Inheritance: How Our Genes Change Our Lives--and Our Lives Change Our Genes by Sharon Moalem
Author:Sharon Moalem
Language: eng
Format: mobi
Publisher: Grand Central Publishing
Published: 2014-04-15T00:00:00+00:00
Chapter 7
Picking Sides
How Genes Help Us Decide Between Left and Right
The raging bull was done. He’d been put out to pasture. That’s what they said.
And it wasn’t just the critics—although there were many of those too. It was fellow surfers. They’d known for a long time that Mark Occhilupo’s demons were getting the best of him. They knew the drugs had taken their toll. They could see him getting bigger around the waist and falling further and further behind the other top surfers of the day.
In 1992, it all came to an explosive apogee. At the Rip Curl Pro competition on southeast France’s famed Hossegor Beach, the man known around the world as Occy reportedly attempted to push over the judges’ booth, threw a board at his opponent, and even chowed down on some beach sand before announcing he would be swimming home to Australia.1
The self-assured, swaggering Aussie had never won a world title. And when Occhilupo abandoned the Association of Surfing Professionals championship tour that year, it seemed clear he never would.
Out of the limelight, though, Occy set to work righting his life. He got sober. Got back into shape. He swore off the fried chicken, which had been a staple of his diet for way too long. He started surfing again, this time for fun and fitness rather than fame and financial gain.
Then in 1999 Occhilupo grinded his way, wave by wave, win by win, to the Association of Surfing Professionals World Tour Title. At 33, he was the oldest champion ever.

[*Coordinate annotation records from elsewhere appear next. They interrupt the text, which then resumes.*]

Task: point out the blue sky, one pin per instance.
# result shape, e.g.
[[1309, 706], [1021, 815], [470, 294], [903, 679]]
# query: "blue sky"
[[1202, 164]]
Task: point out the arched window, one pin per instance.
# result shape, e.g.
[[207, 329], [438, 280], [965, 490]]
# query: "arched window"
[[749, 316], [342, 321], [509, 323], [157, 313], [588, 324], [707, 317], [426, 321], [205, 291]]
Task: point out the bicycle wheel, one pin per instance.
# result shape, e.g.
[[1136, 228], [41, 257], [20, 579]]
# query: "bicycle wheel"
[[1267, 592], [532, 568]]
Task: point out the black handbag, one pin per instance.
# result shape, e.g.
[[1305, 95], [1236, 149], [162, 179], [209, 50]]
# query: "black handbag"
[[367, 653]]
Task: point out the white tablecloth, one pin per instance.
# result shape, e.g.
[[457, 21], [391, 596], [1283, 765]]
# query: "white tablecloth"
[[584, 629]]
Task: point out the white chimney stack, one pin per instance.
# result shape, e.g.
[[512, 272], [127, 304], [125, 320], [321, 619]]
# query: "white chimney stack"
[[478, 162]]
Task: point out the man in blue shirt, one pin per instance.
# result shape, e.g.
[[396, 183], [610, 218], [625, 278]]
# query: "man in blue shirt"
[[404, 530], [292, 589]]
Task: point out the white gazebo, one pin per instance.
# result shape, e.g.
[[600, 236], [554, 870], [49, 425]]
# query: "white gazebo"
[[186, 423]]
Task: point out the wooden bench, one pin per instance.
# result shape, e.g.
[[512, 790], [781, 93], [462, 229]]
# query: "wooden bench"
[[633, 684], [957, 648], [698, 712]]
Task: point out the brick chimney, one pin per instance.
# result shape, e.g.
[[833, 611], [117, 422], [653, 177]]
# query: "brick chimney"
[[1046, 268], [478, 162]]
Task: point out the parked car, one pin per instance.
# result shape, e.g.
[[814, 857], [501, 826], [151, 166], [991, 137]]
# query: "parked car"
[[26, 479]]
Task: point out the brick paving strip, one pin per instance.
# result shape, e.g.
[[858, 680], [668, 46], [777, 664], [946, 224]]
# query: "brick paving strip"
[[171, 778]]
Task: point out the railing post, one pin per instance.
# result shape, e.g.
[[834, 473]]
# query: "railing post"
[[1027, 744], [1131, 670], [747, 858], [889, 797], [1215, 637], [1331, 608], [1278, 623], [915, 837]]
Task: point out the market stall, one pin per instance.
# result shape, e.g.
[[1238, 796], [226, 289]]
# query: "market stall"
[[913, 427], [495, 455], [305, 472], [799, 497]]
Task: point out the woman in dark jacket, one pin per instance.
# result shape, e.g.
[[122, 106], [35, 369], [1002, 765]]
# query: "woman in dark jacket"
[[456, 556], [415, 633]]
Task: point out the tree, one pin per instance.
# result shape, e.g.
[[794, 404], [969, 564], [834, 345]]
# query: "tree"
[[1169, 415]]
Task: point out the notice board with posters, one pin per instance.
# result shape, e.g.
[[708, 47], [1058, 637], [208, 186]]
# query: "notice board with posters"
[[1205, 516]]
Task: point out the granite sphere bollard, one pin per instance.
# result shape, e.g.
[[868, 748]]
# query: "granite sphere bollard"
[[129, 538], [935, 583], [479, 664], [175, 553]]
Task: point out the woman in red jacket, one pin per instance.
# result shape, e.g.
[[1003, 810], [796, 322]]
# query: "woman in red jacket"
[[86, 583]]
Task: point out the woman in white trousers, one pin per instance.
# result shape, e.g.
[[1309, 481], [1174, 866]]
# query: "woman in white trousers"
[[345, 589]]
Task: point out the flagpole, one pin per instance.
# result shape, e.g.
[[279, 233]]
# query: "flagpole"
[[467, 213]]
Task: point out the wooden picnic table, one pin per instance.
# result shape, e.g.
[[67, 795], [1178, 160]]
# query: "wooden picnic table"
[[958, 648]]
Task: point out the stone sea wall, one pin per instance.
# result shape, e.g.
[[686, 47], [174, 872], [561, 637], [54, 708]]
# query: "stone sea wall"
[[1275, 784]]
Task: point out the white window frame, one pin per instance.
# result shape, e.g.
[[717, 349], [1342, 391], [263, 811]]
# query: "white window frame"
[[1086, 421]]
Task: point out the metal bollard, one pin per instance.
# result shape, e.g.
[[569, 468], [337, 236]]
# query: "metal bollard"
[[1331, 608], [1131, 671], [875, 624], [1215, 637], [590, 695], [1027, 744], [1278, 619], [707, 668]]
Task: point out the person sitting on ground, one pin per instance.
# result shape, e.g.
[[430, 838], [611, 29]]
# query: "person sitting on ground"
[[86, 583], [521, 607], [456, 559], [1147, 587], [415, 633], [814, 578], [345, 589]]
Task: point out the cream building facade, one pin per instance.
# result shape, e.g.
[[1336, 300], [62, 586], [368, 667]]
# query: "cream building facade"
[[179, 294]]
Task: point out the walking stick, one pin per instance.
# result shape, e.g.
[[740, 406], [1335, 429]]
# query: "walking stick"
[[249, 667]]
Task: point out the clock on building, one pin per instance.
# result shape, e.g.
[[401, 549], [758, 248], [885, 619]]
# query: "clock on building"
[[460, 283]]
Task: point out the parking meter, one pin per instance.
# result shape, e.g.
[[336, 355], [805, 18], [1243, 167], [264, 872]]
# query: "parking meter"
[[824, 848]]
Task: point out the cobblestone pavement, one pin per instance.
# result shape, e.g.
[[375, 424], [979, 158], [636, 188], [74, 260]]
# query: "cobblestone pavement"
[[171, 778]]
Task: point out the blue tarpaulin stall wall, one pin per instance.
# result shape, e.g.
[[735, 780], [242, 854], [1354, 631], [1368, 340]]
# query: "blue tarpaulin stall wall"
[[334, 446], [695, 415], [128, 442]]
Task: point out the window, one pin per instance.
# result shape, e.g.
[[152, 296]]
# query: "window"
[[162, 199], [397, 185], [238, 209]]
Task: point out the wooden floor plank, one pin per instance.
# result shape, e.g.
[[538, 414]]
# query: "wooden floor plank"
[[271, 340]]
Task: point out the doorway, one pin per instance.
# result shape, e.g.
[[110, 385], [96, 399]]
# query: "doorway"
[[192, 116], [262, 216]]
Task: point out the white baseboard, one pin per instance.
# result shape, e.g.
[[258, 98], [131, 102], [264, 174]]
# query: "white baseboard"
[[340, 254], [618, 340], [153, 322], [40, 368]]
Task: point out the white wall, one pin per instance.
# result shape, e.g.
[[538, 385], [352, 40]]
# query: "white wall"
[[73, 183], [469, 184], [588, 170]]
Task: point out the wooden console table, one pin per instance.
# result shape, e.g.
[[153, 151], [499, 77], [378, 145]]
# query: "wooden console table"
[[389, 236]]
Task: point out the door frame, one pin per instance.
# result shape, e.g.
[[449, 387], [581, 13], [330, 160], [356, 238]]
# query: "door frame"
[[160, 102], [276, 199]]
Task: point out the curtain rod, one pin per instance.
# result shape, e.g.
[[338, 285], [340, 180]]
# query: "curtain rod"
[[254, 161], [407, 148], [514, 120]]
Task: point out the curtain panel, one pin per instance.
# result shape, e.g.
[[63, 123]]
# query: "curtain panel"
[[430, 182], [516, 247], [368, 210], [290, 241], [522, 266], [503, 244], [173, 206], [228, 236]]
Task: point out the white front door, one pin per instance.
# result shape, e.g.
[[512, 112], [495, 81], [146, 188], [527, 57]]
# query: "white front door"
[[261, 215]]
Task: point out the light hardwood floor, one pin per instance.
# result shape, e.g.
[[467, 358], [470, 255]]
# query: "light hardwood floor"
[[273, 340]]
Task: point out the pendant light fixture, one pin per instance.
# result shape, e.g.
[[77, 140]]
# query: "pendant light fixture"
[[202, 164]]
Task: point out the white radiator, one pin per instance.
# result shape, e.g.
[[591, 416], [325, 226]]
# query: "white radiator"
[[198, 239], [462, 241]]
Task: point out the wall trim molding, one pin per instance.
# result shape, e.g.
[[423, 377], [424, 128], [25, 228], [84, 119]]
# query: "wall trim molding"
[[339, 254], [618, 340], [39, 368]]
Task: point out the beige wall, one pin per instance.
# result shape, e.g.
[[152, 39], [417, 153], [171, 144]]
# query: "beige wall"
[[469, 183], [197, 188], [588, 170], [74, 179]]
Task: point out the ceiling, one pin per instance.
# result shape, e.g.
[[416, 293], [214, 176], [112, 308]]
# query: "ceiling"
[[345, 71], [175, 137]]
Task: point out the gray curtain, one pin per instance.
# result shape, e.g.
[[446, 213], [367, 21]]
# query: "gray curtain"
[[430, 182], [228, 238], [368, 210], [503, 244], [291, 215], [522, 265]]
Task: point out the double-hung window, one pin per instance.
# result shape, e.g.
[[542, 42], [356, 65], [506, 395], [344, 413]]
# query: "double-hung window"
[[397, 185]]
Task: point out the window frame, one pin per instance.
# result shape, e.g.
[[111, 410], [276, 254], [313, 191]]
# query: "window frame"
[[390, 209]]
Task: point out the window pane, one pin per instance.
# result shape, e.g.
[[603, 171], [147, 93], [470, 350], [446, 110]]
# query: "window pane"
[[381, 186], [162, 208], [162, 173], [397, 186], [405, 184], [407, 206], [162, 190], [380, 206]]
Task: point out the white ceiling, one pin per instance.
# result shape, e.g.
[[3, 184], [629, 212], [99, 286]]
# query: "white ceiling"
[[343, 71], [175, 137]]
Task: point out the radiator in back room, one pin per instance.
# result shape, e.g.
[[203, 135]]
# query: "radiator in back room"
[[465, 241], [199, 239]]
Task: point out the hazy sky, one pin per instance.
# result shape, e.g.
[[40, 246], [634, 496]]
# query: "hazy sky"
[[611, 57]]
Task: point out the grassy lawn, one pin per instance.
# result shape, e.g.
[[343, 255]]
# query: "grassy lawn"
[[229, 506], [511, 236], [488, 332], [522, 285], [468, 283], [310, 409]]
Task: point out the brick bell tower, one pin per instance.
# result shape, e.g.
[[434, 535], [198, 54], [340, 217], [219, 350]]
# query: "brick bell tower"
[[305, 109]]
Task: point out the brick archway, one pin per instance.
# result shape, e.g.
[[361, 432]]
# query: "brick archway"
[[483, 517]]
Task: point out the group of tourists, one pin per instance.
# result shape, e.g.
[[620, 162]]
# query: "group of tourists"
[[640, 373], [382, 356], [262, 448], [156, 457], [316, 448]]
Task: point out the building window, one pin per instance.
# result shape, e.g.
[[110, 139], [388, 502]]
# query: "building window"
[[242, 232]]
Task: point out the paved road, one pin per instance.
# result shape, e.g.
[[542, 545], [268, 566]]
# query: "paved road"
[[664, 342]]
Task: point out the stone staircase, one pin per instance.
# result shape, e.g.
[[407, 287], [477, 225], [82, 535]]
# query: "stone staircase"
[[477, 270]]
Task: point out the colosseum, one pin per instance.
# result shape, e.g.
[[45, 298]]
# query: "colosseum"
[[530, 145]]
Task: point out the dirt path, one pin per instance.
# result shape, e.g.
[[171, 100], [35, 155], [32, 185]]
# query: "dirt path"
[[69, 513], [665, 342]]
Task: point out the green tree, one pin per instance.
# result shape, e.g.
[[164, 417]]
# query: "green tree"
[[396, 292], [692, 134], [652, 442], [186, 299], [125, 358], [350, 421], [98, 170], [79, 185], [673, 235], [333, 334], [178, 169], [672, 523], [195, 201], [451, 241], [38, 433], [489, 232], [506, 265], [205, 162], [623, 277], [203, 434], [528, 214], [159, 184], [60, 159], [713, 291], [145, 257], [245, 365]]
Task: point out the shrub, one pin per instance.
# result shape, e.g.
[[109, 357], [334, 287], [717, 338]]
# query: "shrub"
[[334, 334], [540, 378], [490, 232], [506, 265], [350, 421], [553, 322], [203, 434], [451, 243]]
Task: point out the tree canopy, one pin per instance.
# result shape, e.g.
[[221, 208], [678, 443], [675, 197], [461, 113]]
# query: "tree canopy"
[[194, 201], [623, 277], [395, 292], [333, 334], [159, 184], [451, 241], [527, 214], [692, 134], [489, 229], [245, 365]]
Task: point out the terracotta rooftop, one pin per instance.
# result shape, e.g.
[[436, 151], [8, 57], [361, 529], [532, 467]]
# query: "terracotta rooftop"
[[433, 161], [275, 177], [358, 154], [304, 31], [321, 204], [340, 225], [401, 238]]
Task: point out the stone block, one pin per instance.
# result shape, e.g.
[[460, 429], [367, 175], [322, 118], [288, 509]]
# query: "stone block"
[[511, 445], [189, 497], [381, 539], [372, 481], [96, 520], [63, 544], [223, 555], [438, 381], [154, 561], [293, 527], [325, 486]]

Years later, Occy was still at it. After yet another retirement—this one came about on easier terms than the first—the raging bull was raring for another shot at the world circuit. It was then, on a stunning Hawaiian morning on the island of Oahu, that I watched Occhilupo dive headfirst into the crashing waves, emerging not long afterward over the frothy crest and dropping into the trough with all the effort that any of the rest of us might put into laughing at a great joke.
I’m not a pro surfer, but one thing really stood out to me as I watched Occhilupo ply his trade that day: He’s goofy.
Some people call left-handers southpaws. Others call them mollydookers or corky dobbers. Scientists still often call lefties sinister, which in Latin originally just meant “left” but later came to be associated with evil.2
Wondering about the medical implications of being born a corky dobber? It may surprise you that left-handed women were found to be twice or more likely to develop premenopausal breast cancer than right-handers. And a few researchers believe this effect may be linked to exposure to certain chemicals in utero, affecting your genes and then setting the stage for both left-handedness and cancer susceptibility,3 thus opening up another probability of nurture changing nature.
When it comes to our hands, feet, and even our eyes, most human beings are right-side dominant. Now, you might think that footedness and handedness are always aligned, but as it turns out that’s not always the case for right-handed people, and it’s even more infrequent for left-handed people.